Basado en información de The Hacker News →
Introducción
Cuando un grupo de ransomware invierte en desarrollo propio para desactivar las defensas del objetivo antes de encriptar, la pelea se traslada a un terreno donde el atacante elige el campo de batalla. El caso de Gentlemen RaaS y su framework GentleKiller muestra hasta dónde llega la profesionalización del crimen cibernético.
El problema
Según un reporte de The Hacker News, la operación de ransomware como servicio (RaaS) conocida como Gentlemen mantiene y mejora activamente un conjunto de herramientas diseñadas para neutralizar sistemas de detección y respuesta en endpoints (EDR).
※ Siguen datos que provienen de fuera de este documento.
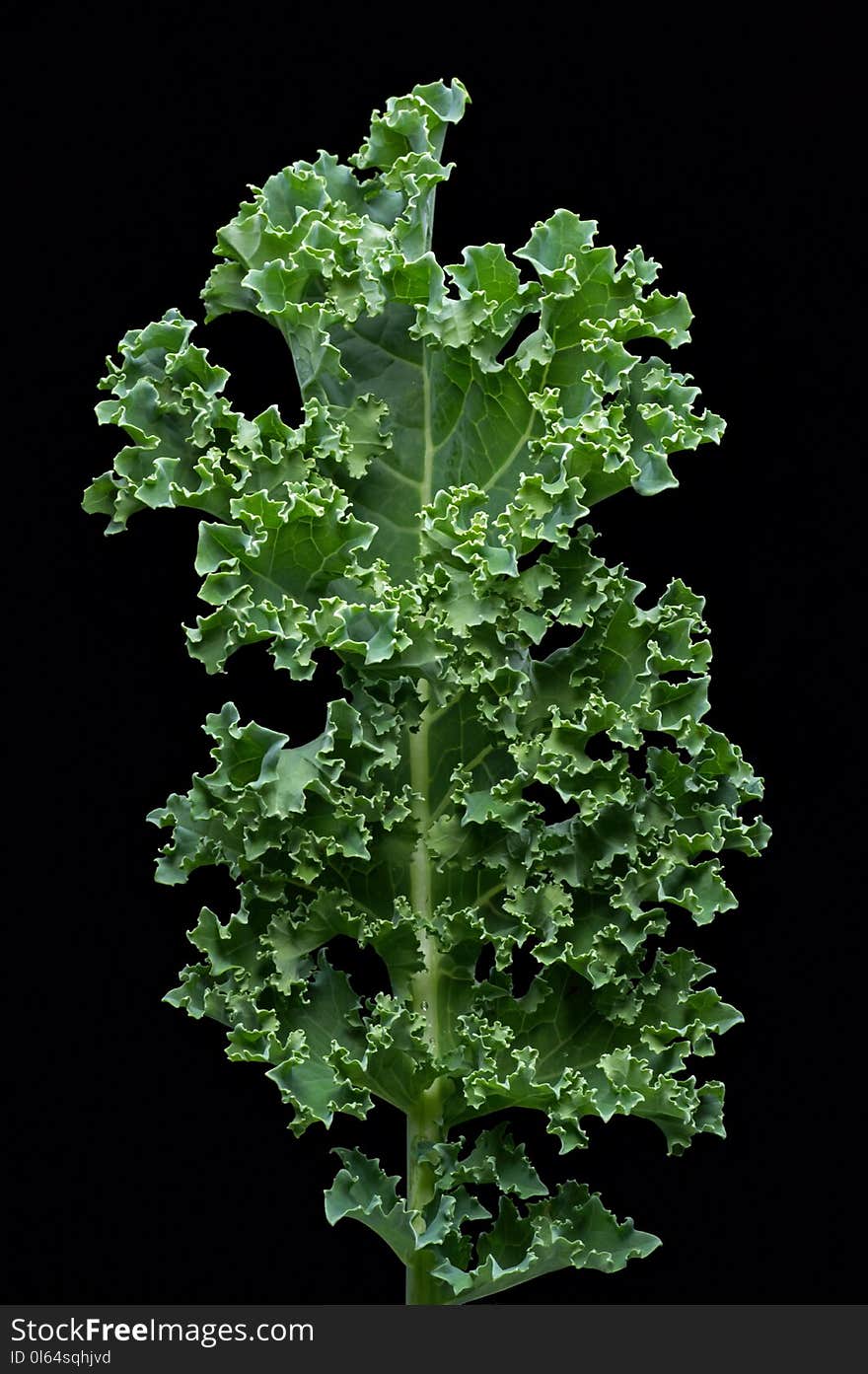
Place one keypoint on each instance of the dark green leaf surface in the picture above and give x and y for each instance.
(395, 527)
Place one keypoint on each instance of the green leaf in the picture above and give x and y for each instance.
(503, 826)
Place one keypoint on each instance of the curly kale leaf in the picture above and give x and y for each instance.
(475, 793)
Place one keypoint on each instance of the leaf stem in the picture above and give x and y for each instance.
(424, 1119)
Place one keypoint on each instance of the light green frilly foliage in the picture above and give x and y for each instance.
(392, 527)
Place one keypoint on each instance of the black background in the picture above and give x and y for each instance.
(144, 1167)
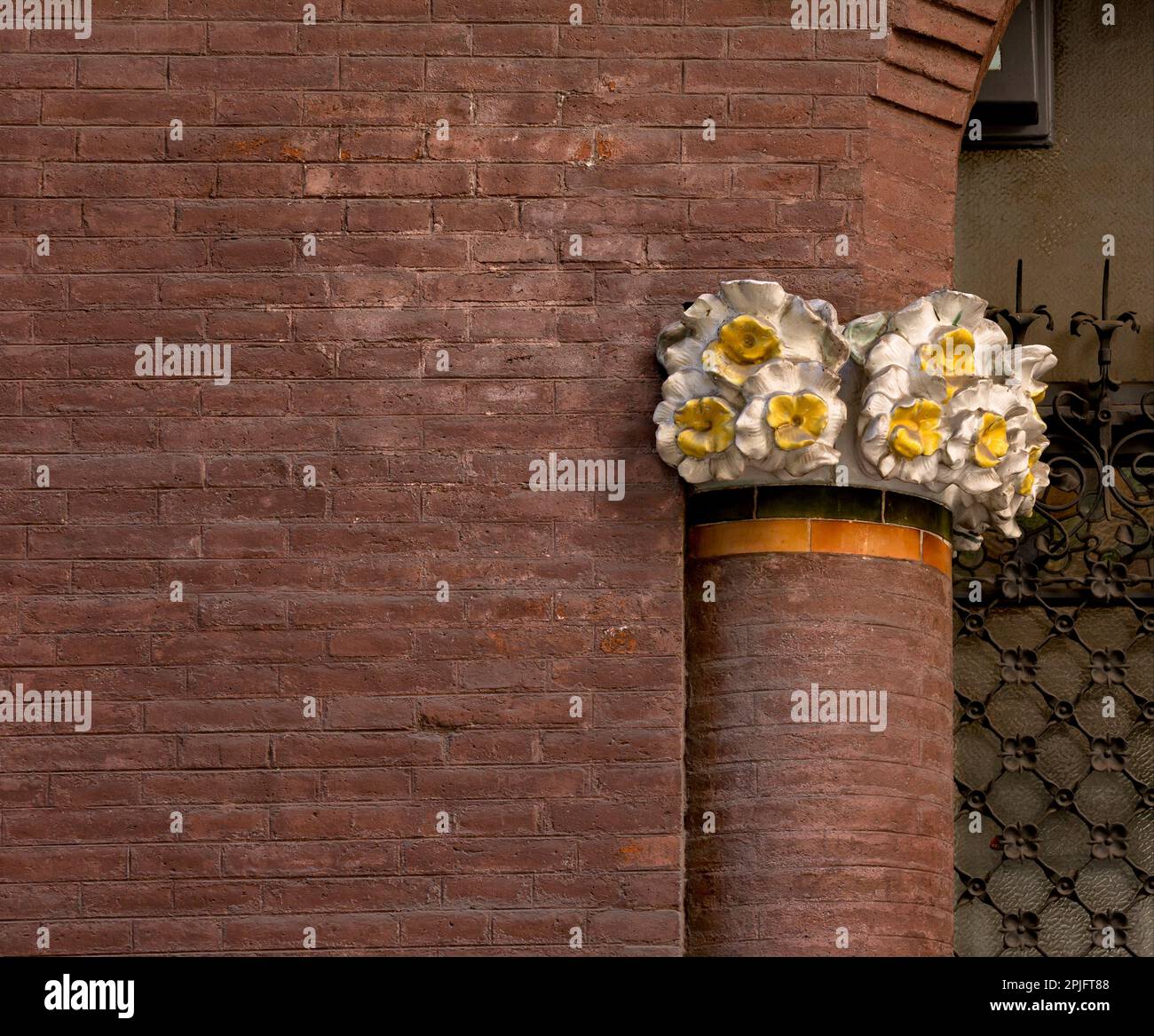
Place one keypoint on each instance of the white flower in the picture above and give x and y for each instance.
(900, 428)
(696, 427)
(1031, 364)
(750, 323)
(945, 339)
(992, 430)
(793, 418)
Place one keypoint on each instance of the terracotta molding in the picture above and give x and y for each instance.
(819, 535)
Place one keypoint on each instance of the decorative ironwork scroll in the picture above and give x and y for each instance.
(1054, 677)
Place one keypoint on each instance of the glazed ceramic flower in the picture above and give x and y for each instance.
(900, 426)
(680, 344)
(792, 419)
(1031, 364)
(943, 338)
(696, 428)
(993, 431)
(751, 322)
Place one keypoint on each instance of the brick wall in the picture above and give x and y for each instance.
(423, 245)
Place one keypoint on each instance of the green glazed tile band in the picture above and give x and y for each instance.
(849, 503)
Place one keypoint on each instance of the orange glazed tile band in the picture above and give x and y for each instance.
(819, 535)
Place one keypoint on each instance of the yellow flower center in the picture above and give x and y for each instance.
(746, 339)
(992, 443)
(708, 426)
(952, 358)
(796, 420)
(913, 430)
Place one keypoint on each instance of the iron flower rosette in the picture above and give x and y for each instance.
(761, 384)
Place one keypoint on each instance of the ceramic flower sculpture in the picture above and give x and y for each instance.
(761, 384)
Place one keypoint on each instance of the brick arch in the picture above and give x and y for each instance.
(927, 79)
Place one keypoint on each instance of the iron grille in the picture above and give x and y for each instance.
(1054, 720)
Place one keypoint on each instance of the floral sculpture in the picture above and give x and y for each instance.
(756, 390)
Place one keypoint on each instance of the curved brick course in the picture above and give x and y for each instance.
(818, 825)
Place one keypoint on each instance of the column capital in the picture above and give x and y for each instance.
(765, 388)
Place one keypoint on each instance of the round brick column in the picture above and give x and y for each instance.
(831, 839)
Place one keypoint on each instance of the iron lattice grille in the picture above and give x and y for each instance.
(1054, 721)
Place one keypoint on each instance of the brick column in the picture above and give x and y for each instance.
(823, 830)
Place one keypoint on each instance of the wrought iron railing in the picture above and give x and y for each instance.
(1053, 681)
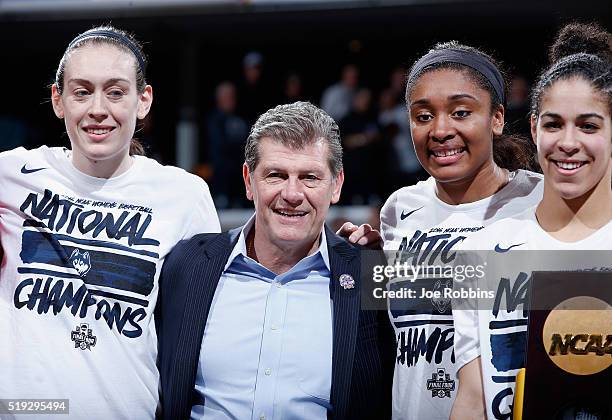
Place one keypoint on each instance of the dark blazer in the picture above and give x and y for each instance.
(361, 372)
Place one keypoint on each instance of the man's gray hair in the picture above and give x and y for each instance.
(295, 125)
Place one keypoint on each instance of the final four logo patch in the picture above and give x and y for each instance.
(83, 337)
(440, 384)
(80, 261)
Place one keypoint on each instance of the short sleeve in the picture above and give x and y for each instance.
(204, 218)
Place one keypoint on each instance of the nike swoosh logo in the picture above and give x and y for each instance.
(500, 249)
(25, 170)
(404, 215)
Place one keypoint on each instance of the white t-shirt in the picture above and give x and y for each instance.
(425, 230)
(79, 278)
(496, 329)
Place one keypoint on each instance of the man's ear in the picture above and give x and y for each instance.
(56, 101)
(246, 176)
(337, 187)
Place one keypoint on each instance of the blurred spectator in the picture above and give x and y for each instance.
(337, 98)
(254, 91)
(293, 89)
(403, 167)
(227, 133)
(517, 112)
(14, 132)
(397, 83)
(362, 156)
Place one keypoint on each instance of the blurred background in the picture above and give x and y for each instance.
(215, 65)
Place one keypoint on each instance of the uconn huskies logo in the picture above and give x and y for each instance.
(81, 262)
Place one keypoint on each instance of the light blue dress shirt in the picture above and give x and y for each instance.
(267, 346)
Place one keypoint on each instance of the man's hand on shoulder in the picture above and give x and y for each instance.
(364, 235)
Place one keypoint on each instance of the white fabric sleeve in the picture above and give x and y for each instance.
(204, 218)
(388, 219)
(465, 311)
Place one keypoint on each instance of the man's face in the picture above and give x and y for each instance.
(292, 191)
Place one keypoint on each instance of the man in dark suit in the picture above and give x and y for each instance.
(264, 322)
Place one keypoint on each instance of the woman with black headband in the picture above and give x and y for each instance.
(572, 125)
(85, 231)
(455, 96)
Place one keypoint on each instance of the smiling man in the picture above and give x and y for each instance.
(264, 322)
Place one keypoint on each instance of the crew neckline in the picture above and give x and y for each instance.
(63, 155)
(515, 178)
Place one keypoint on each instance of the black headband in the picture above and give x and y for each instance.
(122, 39)
(468, 58)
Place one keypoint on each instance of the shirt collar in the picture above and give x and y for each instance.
(240, 247)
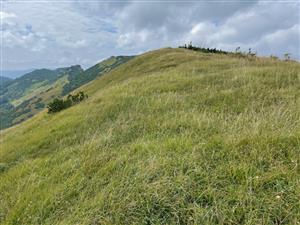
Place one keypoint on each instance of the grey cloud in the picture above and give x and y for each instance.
(48, 34)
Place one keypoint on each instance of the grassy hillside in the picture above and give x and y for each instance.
(91, 73)
(171, 137)
(4, 81)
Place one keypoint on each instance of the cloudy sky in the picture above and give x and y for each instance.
(51, 34)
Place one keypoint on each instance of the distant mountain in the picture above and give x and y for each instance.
(4, 81)
(25, 96)
(77, 80)
(28, 94)
(173, 136)
(15, 73)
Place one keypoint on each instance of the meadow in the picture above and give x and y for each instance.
(171, 137)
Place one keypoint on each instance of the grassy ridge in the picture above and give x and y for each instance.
(171, 137)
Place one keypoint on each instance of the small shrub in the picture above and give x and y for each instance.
(59, 104)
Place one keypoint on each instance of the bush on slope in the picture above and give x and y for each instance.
(171, 137)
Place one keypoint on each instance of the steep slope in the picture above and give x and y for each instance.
(4, 81)
(28, 94)
(86, 76)
(171, 137)
(25, 96)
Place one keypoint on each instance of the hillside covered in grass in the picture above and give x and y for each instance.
(171, 137)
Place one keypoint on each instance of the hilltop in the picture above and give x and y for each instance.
(172, 136)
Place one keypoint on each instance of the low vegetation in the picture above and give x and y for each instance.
(171, 137)
(60, 104)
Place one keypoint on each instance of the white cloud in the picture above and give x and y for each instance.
(49, 34)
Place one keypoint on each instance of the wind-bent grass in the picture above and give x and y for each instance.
(171, 137)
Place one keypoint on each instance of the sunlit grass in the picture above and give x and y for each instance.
(171, 137)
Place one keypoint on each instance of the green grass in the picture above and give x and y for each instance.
(171, 137)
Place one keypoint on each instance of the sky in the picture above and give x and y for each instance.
(51, 34)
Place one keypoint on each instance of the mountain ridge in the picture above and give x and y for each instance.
(170, 137)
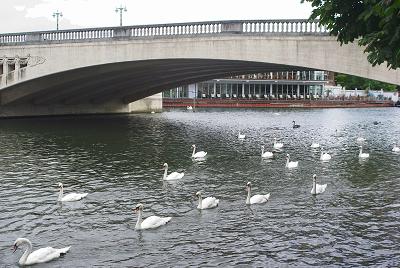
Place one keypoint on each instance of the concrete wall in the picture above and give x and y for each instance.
(149, 104)
(52, 67)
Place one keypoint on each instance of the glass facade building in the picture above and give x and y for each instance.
(272, 85)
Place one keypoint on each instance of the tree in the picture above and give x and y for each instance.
(374, 23)
(352, 82)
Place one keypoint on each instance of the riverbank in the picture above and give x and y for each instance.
(259, 103)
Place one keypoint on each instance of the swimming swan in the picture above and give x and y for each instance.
(150, 222)
(361, 154)
(290, 164)
(314, 145)
(69, 197)
(317, 188)
(360, 139)
(255, 199)
(173, 175)
(200, 154)
(325, 156)
(266, 154)
(38, 256)
(206, 203)
(277, 145)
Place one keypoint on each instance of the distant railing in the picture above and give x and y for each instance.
(281, 27)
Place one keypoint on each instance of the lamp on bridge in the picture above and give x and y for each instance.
(57, 15)
(120, 10)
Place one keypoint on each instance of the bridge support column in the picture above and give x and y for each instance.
(2, 71)
(147, 105)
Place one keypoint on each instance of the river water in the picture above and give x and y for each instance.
(118, 161)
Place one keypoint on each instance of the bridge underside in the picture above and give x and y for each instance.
(110, 87)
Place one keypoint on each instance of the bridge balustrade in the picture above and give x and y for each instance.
(280, 27)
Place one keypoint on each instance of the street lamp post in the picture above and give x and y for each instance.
(120, 10)
(57, 15)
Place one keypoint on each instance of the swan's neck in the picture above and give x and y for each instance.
(314, 189)
(200, 202)
(28, 251)
(165, 172)
(248, 195)
(60, 195)
(139, 221)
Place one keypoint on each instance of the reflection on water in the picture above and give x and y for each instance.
(118, 161)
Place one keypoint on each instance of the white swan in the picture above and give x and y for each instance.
(395, 148)
(325, 156)
(173, 175)
(150, 222)
(314, 145)
(255, 199)
(200, 154)
(277, 145)
(360, 139)
(208, 202)
(317, 188)
(69, 197)
(266, 154)
(361, 154)
(291, 164)
(38, 256)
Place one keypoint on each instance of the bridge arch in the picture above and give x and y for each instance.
(129, 63)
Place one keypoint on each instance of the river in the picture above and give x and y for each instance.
(118, 161)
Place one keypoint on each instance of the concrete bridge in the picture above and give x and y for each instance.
(104, 70)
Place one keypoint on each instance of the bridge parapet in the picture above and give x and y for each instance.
(273, 27)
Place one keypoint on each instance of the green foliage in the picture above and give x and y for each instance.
(352, 82)
(374, 23)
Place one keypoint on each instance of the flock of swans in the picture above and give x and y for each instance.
(47, 254)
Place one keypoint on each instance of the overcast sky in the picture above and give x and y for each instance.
(36, 15)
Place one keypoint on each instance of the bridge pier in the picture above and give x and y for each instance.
(146, 105)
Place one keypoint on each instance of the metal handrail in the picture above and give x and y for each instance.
(281, 27)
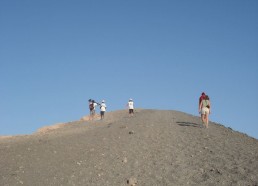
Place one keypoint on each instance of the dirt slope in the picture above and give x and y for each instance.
(151, 148)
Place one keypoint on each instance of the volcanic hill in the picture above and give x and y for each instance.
(153, 147)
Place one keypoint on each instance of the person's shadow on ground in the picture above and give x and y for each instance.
(187, 124)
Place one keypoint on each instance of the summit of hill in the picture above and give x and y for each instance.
(152, 147)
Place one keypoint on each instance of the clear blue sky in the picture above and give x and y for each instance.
(55, 55)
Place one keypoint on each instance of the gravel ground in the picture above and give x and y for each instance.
(151, 148)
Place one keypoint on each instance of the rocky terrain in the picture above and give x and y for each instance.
(153, 147)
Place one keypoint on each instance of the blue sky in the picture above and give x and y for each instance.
(55, 55)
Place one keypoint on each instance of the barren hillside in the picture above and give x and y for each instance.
(151, 148)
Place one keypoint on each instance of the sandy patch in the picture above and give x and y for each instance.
(50, 128)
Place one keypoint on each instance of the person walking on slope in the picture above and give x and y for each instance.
(130, 107)
(201, 98)
(102, 109)
(205, 110)
(91, 107)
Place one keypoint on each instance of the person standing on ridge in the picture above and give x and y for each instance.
(102, 109)
(94, 107)
(91, 107)
(205, 109)
(201, 98)
(130, 107)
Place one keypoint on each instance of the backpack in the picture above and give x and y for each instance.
(91, 106)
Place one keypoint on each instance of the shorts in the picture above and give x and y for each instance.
(205, 110)
(130, 111)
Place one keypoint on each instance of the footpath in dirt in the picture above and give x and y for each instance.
(153, 147)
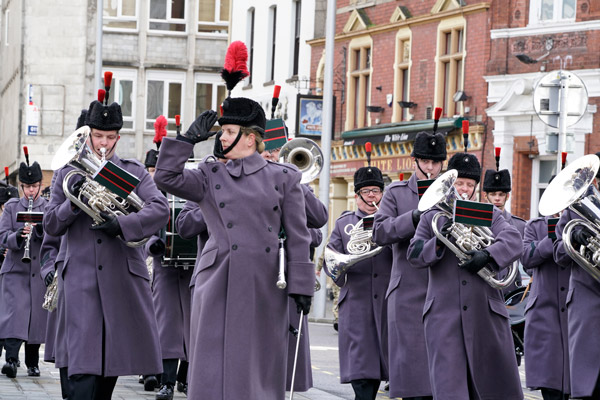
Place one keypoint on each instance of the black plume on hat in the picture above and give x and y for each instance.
(244, 112)
(496, 181)
(467, 166)
(104, 117)
(30, 174)
(430, 147)
(151, 158)
(368, 176)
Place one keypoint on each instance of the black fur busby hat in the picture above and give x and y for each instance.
(467, 166)
(496, 181)
(430, 146)
(368, 176)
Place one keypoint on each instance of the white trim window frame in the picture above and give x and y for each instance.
(172, 22)
(160, 95)
(543, 12)
(216, 83)
(124, 84)
(216, 26)
(120, 21)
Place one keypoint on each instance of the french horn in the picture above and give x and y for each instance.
(572, 188)
(93, 197)
(442, 194)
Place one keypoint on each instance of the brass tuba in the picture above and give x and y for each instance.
(572, 188)
(442, 194)
(76, 152)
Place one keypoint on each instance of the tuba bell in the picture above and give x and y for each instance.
(572, 188)
(442, 194)
(306, 155)
(93, 197)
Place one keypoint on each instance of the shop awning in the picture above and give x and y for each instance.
(398, 132)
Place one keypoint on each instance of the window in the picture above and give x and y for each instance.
(450, 68)
(297, 24)
(120, 14)
(542, 11)
(250, 42)
(272, 40)
(359, 83)
(167, 15)
(402, 76)
(164, 96)
(213, 16)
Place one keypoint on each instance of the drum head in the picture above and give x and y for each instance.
(515, 304)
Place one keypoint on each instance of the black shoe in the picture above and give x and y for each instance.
(10, 369)
(150, 383)
(165, 392)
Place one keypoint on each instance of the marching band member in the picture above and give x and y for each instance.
(496, 190)
(362, 305)
(22, 318)
(395, 224)
(583, 305)
(109, 317)
(545, 316)
(465, 319)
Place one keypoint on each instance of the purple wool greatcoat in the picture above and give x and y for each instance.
(546, 339)
(316, 217)
(239, 324)
(172, 302)
(362, 309)
(583, 305)
(21, 289)
(109, 316)
(467, 329)
(409, 370)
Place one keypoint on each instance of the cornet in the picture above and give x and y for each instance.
(442, 194)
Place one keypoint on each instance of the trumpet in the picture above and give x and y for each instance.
(26, 257)
(93, 197)
(442, 194)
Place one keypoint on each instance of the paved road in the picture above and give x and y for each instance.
(324, 353)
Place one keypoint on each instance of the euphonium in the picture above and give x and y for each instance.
(93, 197)
(26, 258)
(572, 188)
(442, 194)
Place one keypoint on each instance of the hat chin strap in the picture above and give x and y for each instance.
(237, 139)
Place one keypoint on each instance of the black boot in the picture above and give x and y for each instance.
(10, 368)
(165, 392)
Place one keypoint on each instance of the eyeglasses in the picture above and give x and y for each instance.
(365, 192)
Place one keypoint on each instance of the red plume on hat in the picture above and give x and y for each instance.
(235, 68)
(160, 130)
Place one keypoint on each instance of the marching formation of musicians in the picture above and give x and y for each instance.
(198, 275)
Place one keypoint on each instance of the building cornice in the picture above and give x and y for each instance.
(417, 20)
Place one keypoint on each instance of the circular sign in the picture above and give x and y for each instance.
(546, 97)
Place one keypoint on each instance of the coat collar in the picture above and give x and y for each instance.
(249, 165)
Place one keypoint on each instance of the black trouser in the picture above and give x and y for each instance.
(91, 387)
(64, 382)
(182, 373)
(365, 389)
(553, 394)
(169, 374)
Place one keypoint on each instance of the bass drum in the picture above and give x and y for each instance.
(179, 252)
(516, 301)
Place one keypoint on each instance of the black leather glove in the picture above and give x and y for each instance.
(416, 216)
(49, 278)
(580, 237)
(478, 260)
(76, 187)
(110, 226)
(157, 248)
(302, 302)
(199, 131)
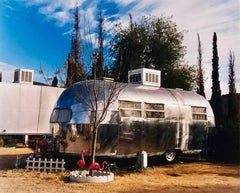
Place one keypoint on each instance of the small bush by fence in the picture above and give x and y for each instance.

Este arsenal, que sus afiliados reciben para inhabilitar las defensas antes de ejecutar el cifrador, está centrado en un framework propio bautizado como GentleKiller. La fuente indica que el grupo también incorpora herramientas de terceros o de código abierto, lo que amplía su capacidad para atacar una lista documentada de aproximadamente 400 procesos de seguridad.
Consecuencias
Si un afiliado de Gentlemen logra apagar los sensores de EDR, antivirus y monitoreo de integridad antes de que el ransomware se ejecute, la organización víctima pierde su capacidad de detección temprana. El cifrado masivo ocurre sin alertas, sin posibilidad de contención automática y, en muchos casos, sin respaldo limpio porque el atacante ya tuvo tiempo para moverse lateralmente y sabotear las copias. El impacto no es solo la pérdida de datos, sino el tiempo de inactividad operativa y el costo de recuperación forense.